Simon was influenced by research done by William Budd, on cholera in Bristol, and by John Snow who (it seems independently) in 1849 had suggested that cholera was spread by the swallowing of its living organism in drinking water. In 1854 Snow found that most of the 500 people who died in Soho from the cholera took their water from the famous Broad (now Broadhurst) Street pump while users of the local wells escaped. Once the pump was sealed off the outbreak subsided. Simon did a larger study comparing water supplies from Dutton and Battersea and obtained similar results13.
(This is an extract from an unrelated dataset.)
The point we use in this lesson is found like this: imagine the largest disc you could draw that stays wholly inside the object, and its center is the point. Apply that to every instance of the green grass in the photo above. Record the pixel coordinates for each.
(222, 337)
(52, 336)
Budd's main work, Typhoid Fever, was published in 1873 long after his original rural observations in North Tawton. In it he declared that ‘the sewer has been looked upon as the actual and primary source of the disease, while the infected man has been altogether lost sight of’. The British Medical Journal reviewer was impressed by the story of the two sawyers with typhoid in North Tawton and the girl returning to St Arno's convent. However, this commentary also noted the view of Dr Charles Murchison at the time, that many cases had had an independent origin. Another criticism was that no one had found the genesis of epidemics of enteric fever. The reviewer quoted Dr Maclagan of Dundee who believed that enteric fever occurred spontaneously. An epidemic in an isolated farmhouse was attributed to altered positioning of a drain, because the ‘possibility of importation of the disease seemed excluded: all the servants and residents had been there for some months at least: no one had been in any locality in which the fever existed, and no one had visited the place who was in the least degree likely to have brought the infection with them’. The concept of the symptom-free carrier had clearly not dawned on anyone, Budd included. The conclusion of the reviewer was that ‘though we hesitate to subscribe to the whole of Dr. Budd's proposition, we think he has proved that enteric fever sometimes arises from contagion.’8
BUDD'S ACHIEVEMENT
In 1873 Budd's health broke down and he was compelled to withdraw from professional work. He died in 1880—the year in which the typhoid bacillus was isolated. His extensive learning, his great practical knowledge of disease and the clarity of his mental vision had made him a leader of professional thought and activity14. All these achievements in human ecology occurred while Budd was a rural and provincial city general practitioner. According to Murrell15 general practitioners have four main tasks—to manage undifferentiated illness, to manage long-term and continuing illness in the community, to offer a health prevention service and to offer an advocacy service to the patient. For the thinking general practitioner he added a fifth task—to study the interaction of human beings with themselves, with living organisms and within their shared environments. This is the task of human ecology.